Vyacheslav Adamovich Zarenkov (born March 28, 1951) is a Belarusian entrepreneur, best known for founding Etalon Group, a construction and development holding based in Saint Petersburg, Russia.

== Family and education ==
Zarenkov was born near the Belarusian city of Orsha, the son of a labourer and collective farmer. He arrived in Leningrad in the early seventies and after graduating from the Leningrad Civil Engineering Institute, joined the ‘Glavzapstroya’ building organization initially as a welder, eventually working his way up to a managerial position. He has a wife, Galina and a son, Dmitry.

== Career ==

=== Business ===
In 1987, Zarenkov set up LenspetsSMU, one of the first private companies in the newly formed Russian Federation. Since then, Etalon-LenspetsSMU has grown to become one of the largest operators in North West Russia. In 2001 he established Etalon Group of Companies on the basis of LenSpetsSMU (1987). From 2002 to 2007, he headed the Closed Joint-Stock Company Management Company Management Company Construction Holding Etalon-LenSpetsSMU. From 2007 to 2012, he was Chairman of the Board of Directors of Etalon-LenSpetsSMU Construction Holding.
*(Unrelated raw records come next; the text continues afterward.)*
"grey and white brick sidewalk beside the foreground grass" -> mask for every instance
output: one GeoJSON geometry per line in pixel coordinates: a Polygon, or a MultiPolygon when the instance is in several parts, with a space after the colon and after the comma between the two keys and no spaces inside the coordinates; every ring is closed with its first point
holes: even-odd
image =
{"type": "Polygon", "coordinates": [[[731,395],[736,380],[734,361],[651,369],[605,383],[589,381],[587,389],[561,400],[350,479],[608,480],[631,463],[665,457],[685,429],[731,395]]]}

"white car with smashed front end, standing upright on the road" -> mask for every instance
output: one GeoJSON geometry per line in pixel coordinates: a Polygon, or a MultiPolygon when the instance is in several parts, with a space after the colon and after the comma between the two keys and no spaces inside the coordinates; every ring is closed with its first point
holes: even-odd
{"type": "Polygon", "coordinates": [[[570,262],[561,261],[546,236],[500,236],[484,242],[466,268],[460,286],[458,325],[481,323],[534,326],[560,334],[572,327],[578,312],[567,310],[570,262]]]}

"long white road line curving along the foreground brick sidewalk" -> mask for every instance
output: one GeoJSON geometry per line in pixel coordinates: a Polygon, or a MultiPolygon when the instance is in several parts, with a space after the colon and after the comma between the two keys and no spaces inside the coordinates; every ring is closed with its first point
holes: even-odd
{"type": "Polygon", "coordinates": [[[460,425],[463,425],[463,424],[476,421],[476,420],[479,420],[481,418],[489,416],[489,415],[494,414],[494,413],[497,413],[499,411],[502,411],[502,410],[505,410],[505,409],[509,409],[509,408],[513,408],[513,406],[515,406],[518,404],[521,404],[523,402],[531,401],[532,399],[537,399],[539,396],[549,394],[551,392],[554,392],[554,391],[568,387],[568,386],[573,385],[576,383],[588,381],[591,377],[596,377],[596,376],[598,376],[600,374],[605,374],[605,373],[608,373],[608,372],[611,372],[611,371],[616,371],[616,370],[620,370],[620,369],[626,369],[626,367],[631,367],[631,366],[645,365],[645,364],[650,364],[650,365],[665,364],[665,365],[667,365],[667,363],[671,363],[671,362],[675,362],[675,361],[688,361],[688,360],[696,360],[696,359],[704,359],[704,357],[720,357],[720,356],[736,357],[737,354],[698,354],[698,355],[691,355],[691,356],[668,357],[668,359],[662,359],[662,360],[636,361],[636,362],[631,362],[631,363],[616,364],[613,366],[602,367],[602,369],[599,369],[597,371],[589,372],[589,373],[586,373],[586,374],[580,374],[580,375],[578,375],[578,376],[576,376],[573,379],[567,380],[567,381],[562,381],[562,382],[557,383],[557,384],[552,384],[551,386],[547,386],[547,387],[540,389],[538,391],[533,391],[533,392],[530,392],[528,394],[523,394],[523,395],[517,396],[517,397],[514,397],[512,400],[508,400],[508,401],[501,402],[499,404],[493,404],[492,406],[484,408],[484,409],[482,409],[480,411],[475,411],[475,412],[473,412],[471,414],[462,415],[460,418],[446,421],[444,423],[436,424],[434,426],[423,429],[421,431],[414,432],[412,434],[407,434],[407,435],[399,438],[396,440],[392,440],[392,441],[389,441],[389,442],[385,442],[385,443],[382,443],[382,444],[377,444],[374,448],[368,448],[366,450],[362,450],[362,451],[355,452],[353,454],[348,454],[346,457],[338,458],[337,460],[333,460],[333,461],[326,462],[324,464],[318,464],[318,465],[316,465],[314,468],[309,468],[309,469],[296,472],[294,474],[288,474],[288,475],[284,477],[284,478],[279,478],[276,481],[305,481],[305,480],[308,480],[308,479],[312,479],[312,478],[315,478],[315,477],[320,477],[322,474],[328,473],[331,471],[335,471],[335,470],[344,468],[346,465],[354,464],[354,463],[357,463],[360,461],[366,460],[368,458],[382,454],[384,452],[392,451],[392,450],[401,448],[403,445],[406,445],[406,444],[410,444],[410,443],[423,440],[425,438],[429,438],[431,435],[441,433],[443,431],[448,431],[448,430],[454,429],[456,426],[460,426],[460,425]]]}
Since 2012 — President of Etalon Group. Since 20 April 2011, Etalon Group's GDRs have been traded on the main market of the London Stock Exchange. In 2017, Forbes ranked Zarenkov 177th among 200 richest businessmen in Russia, his fortune estimated $550 mln.

=== Art ===
Author of 13 academic texts to date, Vyacheslav Zarenkov is also the holder of 84 patents. He is the President of the International Fund for the Restoration of Historical and Cultural Monuments and engaged in numerous philanthropic activities including the trusteeship of schools and restoration of churches. His painting is also widely-exhibited and he is an active participant in the Saint Petersburg arts community.

In the spring of 2012, he founded the Foundation "Creating the World" («Созидающий мир»), an international social and cultural project that supports artists as well as the publication of books, plays and films, helps with the construction and restoration of churches and monuments.

== Honours ==
In 2007, Vyacheslav Adamovich Zarenkov was presented the award 'Honoured Builder of the Russian Federation' by Vladimir Putin in Moscow.